Personal Reflections: COVID-19 and Grenfell
Similarities between Grenfell and COVID19 are emerging. For example the systemic failures to heed warnings and listen to the front line.
In the hopes that the global tragedy will be a catalyst for change, I have decided to blog about this over the coming months. I wanted to start with some personal reflections and an acknowledgement of the human tragedy unfolding.
WARNING: May be triggering for some to read.
Three weeks ago the monthly Grenfell Silent Walk was cancelled and the Inquiry hearings were postponed. Time has slowed down. I wait and watch and wonder.
The other day I dropped off some supplies at the food shelter at the Al Manaar mosque. My husband and I were the only ones there. Supplies are dismally low.
The streets eerily quiet.
This contrasts so strongly with the piles of donations received after Grenfell.

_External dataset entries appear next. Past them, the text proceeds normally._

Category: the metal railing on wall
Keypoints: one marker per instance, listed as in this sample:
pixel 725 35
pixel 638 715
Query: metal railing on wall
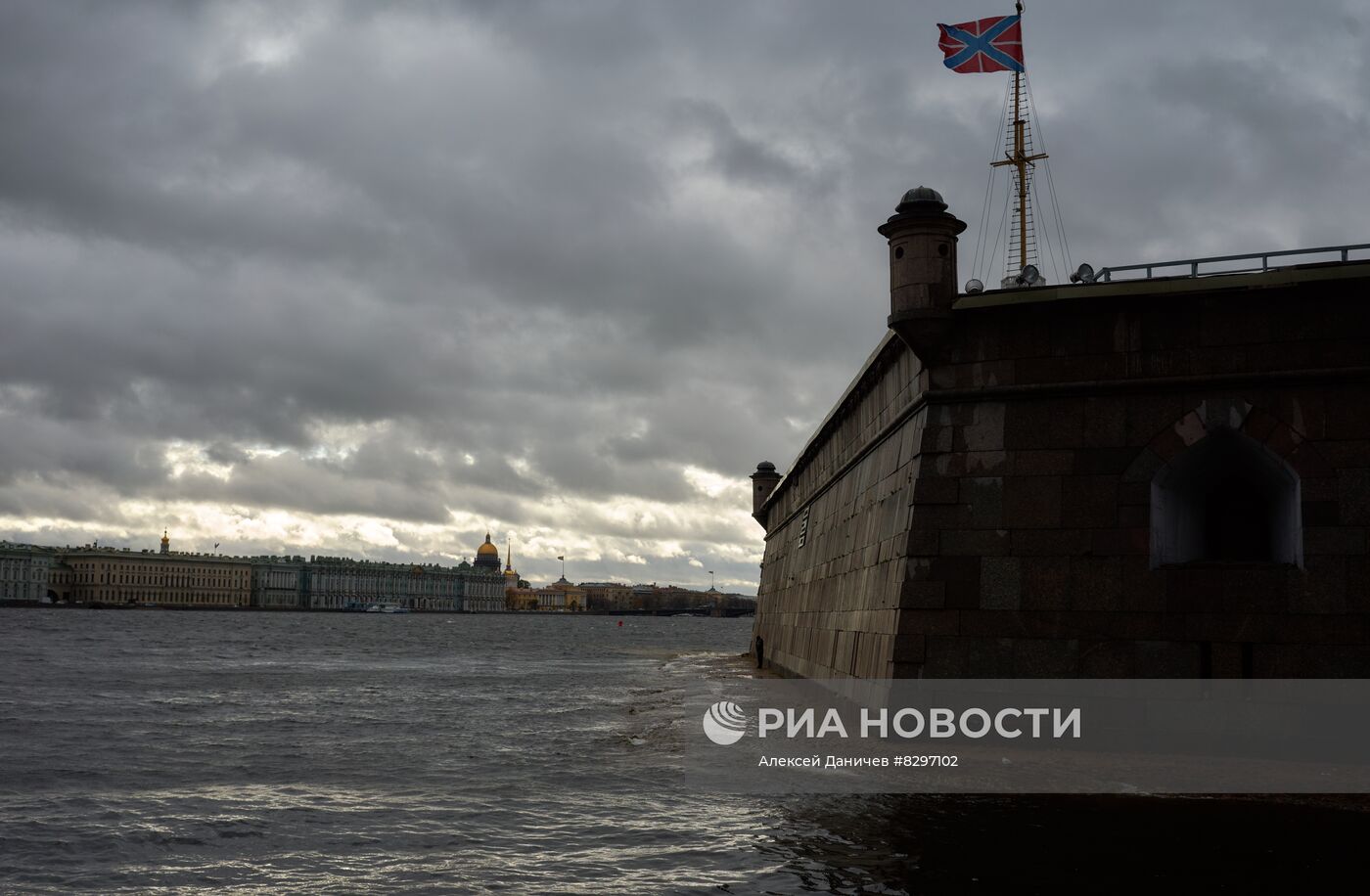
pixel 1233 263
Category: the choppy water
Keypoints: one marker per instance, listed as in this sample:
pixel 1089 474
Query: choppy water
pixel 146 751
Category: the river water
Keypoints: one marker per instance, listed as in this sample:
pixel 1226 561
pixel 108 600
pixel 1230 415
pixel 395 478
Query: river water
pixel 161 751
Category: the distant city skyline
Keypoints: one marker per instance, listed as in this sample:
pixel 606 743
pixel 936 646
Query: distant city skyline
pixel 372 281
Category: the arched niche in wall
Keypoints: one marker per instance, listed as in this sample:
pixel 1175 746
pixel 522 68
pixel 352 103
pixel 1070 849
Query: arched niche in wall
pixel 1226 499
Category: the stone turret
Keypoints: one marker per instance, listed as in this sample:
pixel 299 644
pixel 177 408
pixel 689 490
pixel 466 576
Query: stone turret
pixel 763 482
pixel 922 270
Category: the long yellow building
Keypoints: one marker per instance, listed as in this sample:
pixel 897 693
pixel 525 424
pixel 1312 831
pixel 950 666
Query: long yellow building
pixel 141 577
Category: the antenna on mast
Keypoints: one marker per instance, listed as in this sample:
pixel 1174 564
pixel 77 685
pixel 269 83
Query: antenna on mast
pixel 1020 157
pixel 996 44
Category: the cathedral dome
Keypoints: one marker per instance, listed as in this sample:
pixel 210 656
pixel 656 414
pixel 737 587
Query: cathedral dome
pixel 488 554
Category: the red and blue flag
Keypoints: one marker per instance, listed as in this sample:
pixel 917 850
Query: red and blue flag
pixel 983 45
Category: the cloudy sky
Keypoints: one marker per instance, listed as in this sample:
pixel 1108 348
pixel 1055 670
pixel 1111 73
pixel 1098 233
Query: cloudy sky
pixel 342 277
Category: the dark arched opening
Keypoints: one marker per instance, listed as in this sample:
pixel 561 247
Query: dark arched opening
pixel 1226 499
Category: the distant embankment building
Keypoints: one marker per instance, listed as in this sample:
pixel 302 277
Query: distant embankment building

With the throngs of people and anger and love.
A tragedy being played out in slow motion, but feelings and memories and tears reminiscent of the days after Grenfell. The days after the 14th June 2017.
I watch ambulances come up Golborne Road, in silence, blue lights. And remember the sounds of fire engines. I read the community WhatsApps of love and care and help. And remember hugs and piles of clothes and the Imam singing at the Latimer church. I read of people saying their virtual goodbye’s and remember…
I worry about our neighbours many of whom are vulnerable, I’m in awe of this community, again organising itself and coming together and caring and doing and loving.
I think often of collective grief. Of what it makes possible. Of what it unlocks.
I’m silent. I watch the unfolding picture.
Disbelief at the failure to heed warnings, to prepare better, to listen to frontline workers… to care. The same issues, the same systemic failures. The same themes. The same disregard for catastrophic risk. The same lack of leadership.